CRBC News

Faith Begins at the Family Table: Study Finds Childhood Conversations Predict Lifelong Belief

Communio and Harvard analyzed responses from more than 16,000 churchgoing adults and found that regular childhood conversations about faith strongly predict adult religious practice. Weekly faith talks in childhood raise the odds of passing faith to the next generation by 2.5×, while daily talks raise odds by 7.5×. Fathers who attended church weekly with their children at age 12 were linked to higher adult attendance, though closer father–child bonds sometimes coincided with fewer open faith conversations later. The study’s Pastor’s Guide urges parents to use short, everyday moments—mealtimes, errands, and routines—to ask simple faith questions and build lasting habits.

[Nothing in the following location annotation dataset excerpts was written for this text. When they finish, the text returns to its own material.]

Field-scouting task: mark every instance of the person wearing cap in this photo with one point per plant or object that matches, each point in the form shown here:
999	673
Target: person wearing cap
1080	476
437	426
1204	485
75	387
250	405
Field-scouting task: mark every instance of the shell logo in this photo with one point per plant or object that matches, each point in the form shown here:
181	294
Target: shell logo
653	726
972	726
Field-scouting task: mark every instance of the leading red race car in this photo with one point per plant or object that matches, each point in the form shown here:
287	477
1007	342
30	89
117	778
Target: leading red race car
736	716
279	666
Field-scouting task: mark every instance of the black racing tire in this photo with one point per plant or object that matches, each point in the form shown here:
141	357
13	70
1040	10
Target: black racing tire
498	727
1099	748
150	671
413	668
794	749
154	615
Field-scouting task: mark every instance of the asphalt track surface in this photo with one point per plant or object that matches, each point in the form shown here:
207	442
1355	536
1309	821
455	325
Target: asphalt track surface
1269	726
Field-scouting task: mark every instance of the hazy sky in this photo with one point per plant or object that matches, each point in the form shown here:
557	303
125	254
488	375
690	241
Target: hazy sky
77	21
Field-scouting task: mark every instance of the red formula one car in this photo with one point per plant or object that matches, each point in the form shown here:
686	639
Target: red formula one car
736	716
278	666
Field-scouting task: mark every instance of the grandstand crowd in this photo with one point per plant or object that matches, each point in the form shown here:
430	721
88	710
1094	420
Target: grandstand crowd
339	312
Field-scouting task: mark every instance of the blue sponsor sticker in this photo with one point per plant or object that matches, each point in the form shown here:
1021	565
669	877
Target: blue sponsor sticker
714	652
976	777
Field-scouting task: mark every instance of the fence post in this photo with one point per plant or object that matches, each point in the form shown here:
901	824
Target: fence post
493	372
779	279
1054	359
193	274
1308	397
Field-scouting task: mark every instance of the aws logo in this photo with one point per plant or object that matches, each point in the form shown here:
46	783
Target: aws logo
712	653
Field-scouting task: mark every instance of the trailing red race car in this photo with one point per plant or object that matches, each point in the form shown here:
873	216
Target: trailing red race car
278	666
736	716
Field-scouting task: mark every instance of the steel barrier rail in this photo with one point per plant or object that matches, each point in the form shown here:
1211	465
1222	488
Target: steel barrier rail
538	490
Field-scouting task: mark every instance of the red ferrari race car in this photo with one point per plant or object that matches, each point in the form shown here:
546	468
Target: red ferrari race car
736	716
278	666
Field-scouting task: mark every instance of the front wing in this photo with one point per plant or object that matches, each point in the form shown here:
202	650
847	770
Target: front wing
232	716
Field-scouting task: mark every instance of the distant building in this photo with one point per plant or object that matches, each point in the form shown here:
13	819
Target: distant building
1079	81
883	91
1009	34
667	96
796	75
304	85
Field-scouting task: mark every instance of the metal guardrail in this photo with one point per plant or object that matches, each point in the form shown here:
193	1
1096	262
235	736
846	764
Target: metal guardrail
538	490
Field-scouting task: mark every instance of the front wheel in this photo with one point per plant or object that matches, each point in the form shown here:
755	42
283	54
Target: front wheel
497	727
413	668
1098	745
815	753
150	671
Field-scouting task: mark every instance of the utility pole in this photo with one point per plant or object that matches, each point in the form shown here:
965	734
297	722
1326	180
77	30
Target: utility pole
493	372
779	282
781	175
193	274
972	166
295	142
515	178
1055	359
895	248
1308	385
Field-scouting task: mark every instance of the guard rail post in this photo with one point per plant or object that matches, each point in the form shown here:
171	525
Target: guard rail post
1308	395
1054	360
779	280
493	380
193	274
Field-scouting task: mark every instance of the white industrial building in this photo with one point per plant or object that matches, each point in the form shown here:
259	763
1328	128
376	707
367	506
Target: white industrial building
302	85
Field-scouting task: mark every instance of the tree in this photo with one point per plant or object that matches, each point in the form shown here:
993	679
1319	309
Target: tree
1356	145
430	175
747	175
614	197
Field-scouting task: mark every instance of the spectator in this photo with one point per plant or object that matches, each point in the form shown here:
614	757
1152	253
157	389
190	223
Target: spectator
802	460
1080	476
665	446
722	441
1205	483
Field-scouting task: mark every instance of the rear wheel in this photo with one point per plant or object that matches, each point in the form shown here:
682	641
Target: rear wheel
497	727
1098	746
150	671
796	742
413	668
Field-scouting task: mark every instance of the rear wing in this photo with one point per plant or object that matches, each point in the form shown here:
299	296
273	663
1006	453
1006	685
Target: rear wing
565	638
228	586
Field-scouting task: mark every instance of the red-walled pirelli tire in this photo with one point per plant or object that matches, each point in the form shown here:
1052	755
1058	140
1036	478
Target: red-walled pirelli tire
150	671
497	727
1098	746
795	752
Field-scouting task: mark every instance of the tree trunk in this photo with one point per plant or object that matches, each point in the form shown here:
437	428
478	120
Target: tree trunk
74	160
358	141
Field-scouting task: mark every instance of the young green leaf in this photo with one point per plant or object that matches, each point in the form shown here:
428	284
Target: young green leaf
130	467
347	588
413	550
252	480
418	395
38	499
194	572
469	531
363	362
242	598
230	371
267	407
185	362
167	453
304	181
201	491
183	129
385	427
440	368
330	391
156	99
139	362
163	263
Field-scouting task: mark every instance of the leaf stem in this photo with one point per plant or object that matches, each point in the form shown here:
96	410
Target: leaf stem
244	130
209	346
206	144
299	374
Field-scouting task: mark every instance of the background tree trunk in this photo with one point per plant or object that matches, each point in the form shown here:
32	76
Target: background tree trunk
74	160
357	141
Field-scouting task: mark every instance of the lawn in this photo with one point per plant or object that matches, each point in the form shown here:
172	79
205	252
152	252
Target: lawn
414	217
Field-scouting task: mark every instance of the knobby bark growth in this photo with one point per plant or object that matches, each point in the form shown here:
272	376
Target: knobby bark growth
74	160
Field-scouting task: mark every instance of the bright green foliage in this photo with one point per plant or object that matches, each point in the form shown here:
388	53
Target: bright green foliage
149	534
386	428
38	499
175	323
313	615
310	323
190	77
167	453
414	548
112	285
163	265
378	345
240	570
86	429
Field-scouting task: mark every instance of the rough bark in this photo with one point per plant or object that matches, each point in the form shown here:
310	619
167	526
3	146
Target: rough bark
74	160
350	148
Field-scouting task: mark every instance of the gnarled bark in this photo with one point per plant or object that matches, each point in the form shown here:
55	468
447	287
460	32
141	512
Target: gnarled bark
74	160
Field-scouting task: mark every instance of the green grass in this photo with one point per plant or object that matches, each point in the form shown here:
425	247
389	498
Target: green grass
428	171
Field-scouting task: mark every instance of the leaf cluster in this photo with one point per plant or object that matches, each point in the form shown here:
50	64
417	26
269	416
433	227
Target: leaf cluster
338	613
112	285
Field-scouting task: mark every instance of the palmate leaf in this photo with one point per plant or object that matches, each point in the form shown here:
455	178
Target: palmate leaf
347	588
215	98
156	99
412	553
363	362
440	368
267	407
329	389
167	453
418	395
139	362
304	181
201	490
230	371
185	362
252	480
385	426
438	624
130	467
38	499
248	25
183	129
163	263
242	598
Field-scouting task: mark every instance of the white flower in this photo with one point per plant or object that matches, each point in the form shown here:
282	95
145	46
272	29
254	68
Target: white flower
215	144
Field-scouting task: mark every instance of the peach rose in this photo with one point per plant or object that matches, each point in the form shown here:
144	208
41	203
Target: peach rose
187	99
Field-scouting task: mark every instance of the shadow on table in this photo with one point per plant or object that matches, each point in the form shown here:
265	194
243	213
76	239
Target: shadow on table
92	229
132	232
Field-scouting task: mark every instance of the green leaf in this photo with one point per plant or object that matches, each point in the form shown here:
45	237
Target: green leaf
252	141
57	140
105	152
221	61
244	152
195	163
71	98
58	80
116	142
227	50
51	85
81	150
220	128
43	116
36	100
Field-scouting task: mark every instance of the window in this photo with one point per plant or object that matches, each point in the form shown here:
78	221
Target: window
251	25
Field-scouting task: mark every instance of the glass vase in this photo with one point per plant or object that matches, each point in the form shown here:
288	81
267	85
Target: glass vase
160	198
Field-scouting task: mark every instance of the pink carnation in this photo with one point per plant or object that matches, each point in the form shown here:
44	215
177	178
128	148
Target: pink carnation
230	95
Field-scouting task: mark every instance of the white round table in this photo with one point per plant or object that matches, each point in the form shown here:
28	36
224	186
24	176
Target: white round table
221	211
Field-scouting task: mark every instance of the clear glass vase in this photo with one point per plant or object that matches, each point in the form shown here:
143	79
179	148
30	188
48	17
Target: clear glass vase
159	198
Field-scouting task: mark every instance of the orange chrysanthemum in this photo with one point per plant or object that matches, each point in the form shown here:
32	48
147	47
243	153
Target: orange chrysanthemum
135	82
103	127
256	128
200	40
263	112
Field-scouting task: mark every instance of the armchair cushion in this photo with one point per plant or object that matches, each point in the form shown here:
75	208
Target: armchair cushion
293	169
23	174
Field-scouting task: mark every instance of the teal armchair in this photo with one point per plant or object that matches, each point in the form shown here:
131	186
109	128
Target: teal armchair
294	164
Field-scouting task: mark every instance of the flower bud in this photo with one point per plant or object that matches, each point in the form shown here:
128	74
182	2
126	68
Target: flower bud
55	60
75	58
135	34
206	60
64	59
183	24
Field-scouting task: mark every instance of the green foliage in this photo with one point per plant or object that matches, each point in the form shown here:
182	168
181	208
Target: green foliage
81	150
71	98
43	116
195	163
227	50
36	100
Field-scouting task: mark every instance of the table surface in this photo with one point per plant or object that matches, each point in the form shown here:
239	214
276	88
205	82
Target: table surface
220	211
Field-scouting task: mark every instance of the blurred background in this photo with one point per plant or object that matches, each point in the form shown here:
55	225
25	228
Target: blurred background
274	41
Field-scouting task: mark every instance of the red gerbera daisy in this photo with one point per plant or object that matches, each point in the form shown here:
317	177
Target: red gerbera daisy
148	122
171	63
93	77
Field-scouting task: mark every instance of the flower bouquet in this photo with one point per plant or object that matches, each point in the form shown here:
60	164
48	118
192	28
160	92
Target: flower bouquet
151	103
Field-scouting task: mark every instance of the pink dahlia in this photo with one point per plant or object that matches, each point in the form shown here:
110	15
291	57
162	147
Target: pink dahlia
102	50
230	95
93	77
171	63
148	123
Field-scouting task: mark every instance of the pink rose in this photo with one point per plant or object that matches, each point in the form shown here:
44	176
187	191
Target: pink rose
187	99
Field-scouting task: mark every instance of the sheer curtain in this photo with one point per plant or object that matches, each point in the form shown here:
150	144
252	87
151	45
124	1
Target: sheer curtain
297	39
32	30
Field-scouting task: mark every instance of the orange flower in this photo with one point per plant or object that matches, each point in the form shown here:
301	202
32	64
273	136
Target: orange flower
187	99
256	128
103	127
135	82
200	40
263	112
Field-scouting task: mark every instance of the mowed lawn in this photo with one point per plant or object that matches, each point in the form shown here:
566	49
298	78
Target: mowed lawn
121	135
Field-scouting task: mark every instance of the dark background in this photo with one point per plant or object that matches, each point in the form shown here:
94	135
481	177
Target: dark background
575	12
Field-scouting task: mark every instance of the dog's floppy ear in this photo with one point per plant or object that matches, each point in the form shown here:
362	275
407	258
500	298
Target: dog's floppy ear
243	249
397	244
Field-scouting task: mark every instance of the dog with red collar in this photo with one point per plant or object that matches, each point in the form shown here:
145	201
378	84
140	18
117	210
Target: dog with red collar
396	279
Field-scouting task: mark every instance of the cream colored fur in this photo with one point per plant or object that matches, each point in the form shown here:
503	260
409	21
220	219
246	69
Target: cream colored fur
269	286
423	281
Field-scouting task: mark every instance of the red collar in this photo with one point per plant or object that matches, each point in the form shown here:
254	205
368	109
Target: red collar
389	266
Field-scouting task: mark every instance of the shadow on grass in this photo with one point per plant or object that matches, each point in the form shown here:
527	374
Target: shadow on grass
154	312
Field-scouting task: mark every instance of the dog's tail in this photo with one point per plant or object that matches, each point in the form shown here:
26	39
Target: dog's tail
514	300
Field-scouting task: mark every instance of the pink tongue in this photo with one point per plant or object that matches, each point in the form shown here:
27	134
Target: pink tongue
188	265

Faith Begins at the Family Table: Study Finds Childhood Conversations Predict Lifelong Belief

A new analysis by Communio, in partnership with researchers at Harvard, suggests that a person’s religious life is often shaped more by conversations at home than by time spent in the pew. The study surveyed more than 16,000 adults who currently attend church to identify which childhood practices best predict continued faith in adulthood.

Key findings

The research found that regular conversations about faith during childhood are among the strongest predictors of practicing faith as an adult. Respondents who recalled frequent faith conversations with their parents also reported higher levels of forgiveness toward those who hurt them and a greater sense of belonging to their church community.

Statistically, adults who remembered having at least weekly faith talks with their parents had more than 2.5 times the odds of holding regular faith conversations with their own children. Those who recalled daily conversations in childhood had more than 7.5 times the odds of continuing that pattern with the next generation. Despite this, fewer than half of respondents (about 48%) said they now have weekly faith conversations with their children.

Role of fathers

The paper highlights a particular role for fathers: adults were more likely to attend church regularly if they remembered attending church with their father weekly (or more) at age 12. A good or very good relationship with one’s father was also linked to greater forgiveness and belonging.

Unexpectedly, the research also found that stronger father–child relationships were sometimes associated with a lower likelihood of openly discussing faith with one’s own children. The report does not explain why; the authors frame this result as a pastoral teaching opportunity, noting that positive relationships and regular attendance are valuable but not automatic solutions for transmitting faith.

Practical guidance for parents

JP De Gance, Communio’s founder and president and author of the study’s Pastor’s Guide, urges parents that ‘‘any Christian parent not already having these conversations with their kids can take a step today to make this a regular part of their routine.’’

The Pastor’s Guide recommends "sanctifying" ordinary moments—mealtimes, errands, or daily routines—with short, open-ended questions about faith. Suggested prompts include:

"How did you see God show up in your life this week?"

"What should we pray for today?"

"What are you grateful to God for right now?"

The guide emphasizes that parents do not need to be theologians to lead these talks; simple, consistent, open conversations can have a lasting influence on children’s faith formation.

Why it matters

Framed against a 2024 Pew Research Center finding that 28% of U.S. adults describe themselves as religiously unaffiliated, the study points to family practice as a key lever for reversing generational decline in religious affiliation. The findings suggest that small, everyday moments of conversation can play an outsized role in whether faith endures across generations.